Le récit commence ex abrupto par un appel : « Tom ! » que suit un silence. Tante Polly est à la recherche de son neveu qu'elle trouve barbouillé de confiture. Elle prend le fouet, mais Tom détourne son attention et s'enfuit. L'après-midi, il fait l'école buissonnière et au souper, subit l'inspection de sa tante qui le soupçonne d'être allé se baigner. Tom est sur le point de la duper encore une fois lorsque son demi-frère, Sid, remarque que le fil utilisé pour coudre le col de sa chemise est décoloré, preuve qu'il a bel et bien nagé. Le garnement s'échappe, non sans avoir jeté de la boue à son délateur[19],[TE 1].

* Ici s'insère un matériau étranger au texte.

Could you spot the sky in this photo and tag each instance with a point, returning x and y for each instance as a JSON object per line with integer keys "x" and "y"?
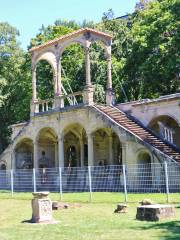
{"x": 28, "y": 16}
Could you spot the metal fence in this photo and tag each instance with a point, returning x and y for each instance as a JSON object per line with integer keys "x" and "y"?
{"x": 127, "y": 179}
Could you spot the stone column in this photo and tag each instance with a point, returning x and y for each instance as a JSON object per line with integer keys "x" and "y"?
{"x": 35, "y": 158}
{"x": 90, "y": 150}
{"x": 13, "y": 159}
{"x": 55, "y": 155}
{"x": 34, "y": 93}
{"x": 61, "y": 151}
{"x": 82, "y": 152}
{"x": 109, "y": 91}
{"x": 111, "y": 150}
{"x": 88, "y": 66}
{"x": 58, "y": 79}
{"x": 124, "y": 146}
{"x": 109, "y": 72}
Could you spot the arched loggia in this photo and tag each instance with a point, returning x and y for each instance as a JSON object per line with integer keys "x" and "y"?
{"x": 47, "y": 156}
{"x": 45, "y": 80}
{"x": 75, "y": 144}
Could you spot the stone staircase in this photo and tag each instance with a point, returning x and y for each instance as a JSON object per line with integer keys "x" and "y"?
{"x": 139, "y": 131}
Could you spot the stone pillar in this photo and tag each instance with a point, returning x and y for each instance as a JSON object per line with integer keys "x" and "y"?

Alors qu'il marche en s'entraînant à siffler sur sa guimbarde (Jew's Harp)[TG 6], il tombe sur un nouvel arrivant de son âge, richement habillé, dont le lecteur apprendra le nom plus tard, Alfred Temple. Les deux garçons rivalisent de menaces et une bagarre éclate. Tom a le dessus et contraint son rival à lui demander grâce. Le vaincu s'en va la rage au cœur, puis lance une pierre dans le dos de Tom qui le poursuit jusque chez lui. La mère du fuyard s'en mêle et somme Tom de partir. Rentré fort tard, il est surpris par sa tante qui, au spectacle de ses vêtements déchirés, se résout à le punir pour de bon[20].

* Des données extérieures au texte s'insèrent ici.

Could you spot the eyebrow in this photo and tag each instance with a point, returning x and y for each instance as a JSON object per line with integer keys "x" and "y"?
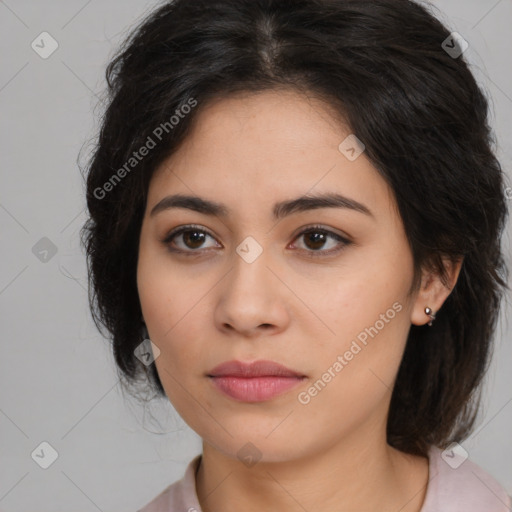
{"x": 280, "y": 210}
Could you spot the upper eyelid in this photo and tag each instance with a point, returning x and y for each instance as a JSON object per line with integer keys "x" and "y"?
{"x": 189, "y": 227}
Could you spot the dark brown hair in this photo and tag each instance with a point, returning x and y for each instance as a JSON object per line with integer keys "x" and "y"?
{"x": 421, "y": 115}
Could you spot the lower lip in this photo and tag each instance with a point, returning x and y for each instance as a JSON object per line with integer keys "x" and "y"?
{"x": 255, "y": 389}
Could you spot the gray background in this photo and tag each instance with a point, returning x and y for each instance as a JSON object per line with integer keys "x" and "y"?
{"x": 57, "y": 378}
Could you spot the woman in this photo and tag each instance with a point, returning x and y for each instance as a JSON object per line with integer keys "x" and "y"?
{"x": 294, "y": 235}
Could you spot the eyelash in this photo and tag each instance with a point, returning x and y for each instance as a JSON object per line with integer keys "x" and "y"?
{"x": 311, "y": 229}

Le samedi matin, Tom se voit condamné à passer plusieurs couches de lait de chaux sur la palissade qui jouxte la maison[19]. Arrive Jim, le jeune esclave, qu'il tente de soudoyer ; Jim refuse de peur d'être puni ; Tom insiste et marchande, propose de montrer son gros orteil qu'il s'est écorché la veille[AK 1] ; Jim finit par se laisser tenter par une bille en albâtre (alley pour alabaster en argot), et accepte le marché[21].
Tante Polly, qui veille au grain, intervient : « L’instant d’après, Jim déguerpissait à toute allure, le seau à la main et le derrière en feu ; Tom badigeonnait la palissade avec ardeur ; tante Polly regagnait la maison, la pantoufle sous le bras et la mine triomphante »[C 6].
Tom ne se résigne pas, songe avec tristesse à ses camarades libres de s'amuser dont il subira les moqueries[19]. Après inventaire de ses biens, bris de jouets, bricoles, billes, il dispose d'un capital échangeable contre au moins une demi-heure de liberté[DF 3].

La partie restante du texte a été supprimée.